# Why the sudden change in future?



## rollercoaster (May 27, 2010)

Hi, I've never done this before. Last Friday my husband of 3.5 years which we dated for 4 years prior and known each other for 13 years, dropped a bomb on me telling me he thinks that we should get a divorce. Our sex life has been null - which was talked about and chopped up to being my birth control that I have been on for 10 years - I work too much, etc. He then added on Saturday that he doesn't want children now - even though 2 weeks ago we were just talking about it and it has never been a secret that I have always wanted children and a happy family. I left and returned on Sunday with a game plan on how to spice up our life and fall back in love including shutting work down at 6 and just spending quality time together, working out, cooking, eating at the table rather than in front of the TV. He was on board and we knew there would be tension but continued our day and looking a bit forward to the changes. Then after dinner we started talking again and he brought up again that he really doesn't want to have children and that he isn't happy with suburban life and would really like to go travel and explore and how exciting it would be, I'm just not about that, that was something to consider when we were in our twenties and there were other things. I went numb, didn't feel anything. The kid thing I think may be a deal breaker. Should it be?
The other issue is that since I was working so much prior to this bomb, he was going out with a couple of colleagues once or twice a week, he always asked me if I wanted to go but I was too busy. Well last week he went out with one of the girls that he has been over the past couple of weeks and was out for 7 hours!!! When I texted and called he wouldn't pick up. I called over and over again and he finally called back 15-30 minutes later. It was eery and quiet but maybe he was just walking out of the bar?
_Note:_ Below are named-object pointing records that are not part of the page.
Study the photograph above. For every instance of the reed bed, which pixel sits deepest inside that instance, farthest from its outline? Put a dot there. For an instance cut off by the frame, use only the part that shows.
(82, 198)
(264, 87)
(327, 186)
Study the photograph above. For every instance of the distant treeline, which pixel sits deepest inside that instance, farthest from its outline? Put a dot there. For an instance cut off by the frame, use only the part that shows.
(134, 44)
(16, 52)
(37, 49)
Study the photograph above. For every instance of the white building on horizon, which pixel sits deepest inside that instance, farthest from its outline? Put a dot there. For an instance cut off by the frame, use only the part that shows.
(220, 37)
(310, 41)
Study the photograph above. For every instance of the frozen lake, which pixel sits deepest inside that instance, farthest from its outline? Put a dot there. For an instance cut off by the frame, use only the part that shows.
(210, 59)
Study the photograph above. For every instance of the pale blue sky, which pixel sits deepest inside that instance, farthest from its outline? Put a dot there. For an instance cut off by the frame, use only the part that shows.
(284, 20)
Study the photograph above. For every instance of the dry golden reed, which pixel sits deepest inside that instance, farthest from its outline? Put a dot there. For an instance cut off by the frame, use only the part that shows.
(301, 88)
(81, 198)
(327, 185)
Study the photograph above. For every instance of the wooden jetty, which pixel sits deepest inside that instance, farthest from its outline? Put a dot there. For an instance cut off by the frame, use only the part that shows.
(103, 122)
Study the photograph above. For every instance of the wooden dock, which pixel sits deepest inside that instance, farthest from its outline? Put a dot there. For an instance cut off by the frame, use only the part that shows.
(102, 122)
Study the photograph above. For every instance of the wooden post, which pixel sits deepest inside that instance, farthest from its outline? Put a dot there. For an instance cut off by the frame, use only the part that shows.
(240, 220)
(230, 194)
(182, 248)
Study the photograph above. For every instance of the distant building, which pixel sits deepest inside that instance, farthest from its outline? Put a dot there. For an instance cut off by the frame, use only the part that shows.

He says that nothing was going on, but how is it that he spends 7 hours with some chick and then drops this type of bomb? 
We went to a marriage counselor yesterday and he is moving out temporarily for 2-3 months. I'm really scared. I don't know if I should wait and see what is going on with him, if this is a phase, or should book it due to the children thing? I love him and he loves me, but are we in love with each other?
Do men go thru this phase in their early 30's? I'm not going to try and change him, but I just wish I knew why all of the sudden this is happening. We have been talking about our future over and over again and all of the sudden he says that's not for him. What did I do?
Sorry I am babbling.


----------



## Anna11 (May 26, 2010)

been there, it hurts and confusing situation, kids involved and something I don't wish to a family..hang on I made it so you can do it too. At 40 my h left me and to told that he want to try and live alone is BS that 2 months lasted 2 yrs and he had an affair with much older than me. less income earner than me short and ugly. I stand firm on my ground with the help of God I made it..you can do it too, you will be surprise on how much you can do for yourself.


----------



## Deejo (May 20, 2008)

Sounds like your relationship, both physically and emotionally, had dried up even before having children. Add kids to where you were already at, and I'm presuming he only saw the life he imagined getting worse - not better.

I'm not saying either of you is right or wrong, but it certainly sounds like your goals and what you each want from life is incongruent.


----------



## rollercoaster (May 27, 2010)

I just read Who Moved My Cheese and I think this is a perfect example. Our lives became staggnant and we never wanted to reach out and see that we had problems. Perhaps this brief seperation will help us either find the flame and excitement within each other or maybe we go our separate ways. Either way it is going to be a challenge, it will be scary but I need to find my Cheese.
I saw someone recommend this book on the Getting Seperated or Divorced wall. It is such a good idea for anyone to read this book you go thru several emotions but can see where you may have just stop looking for your cheese and now is a good time to do it. here is a website with the small bit of the story. I think it may have helped me for today, and that is also good.

Who Moved My Cheese? - Wikipedia, the free encyclopedia


----------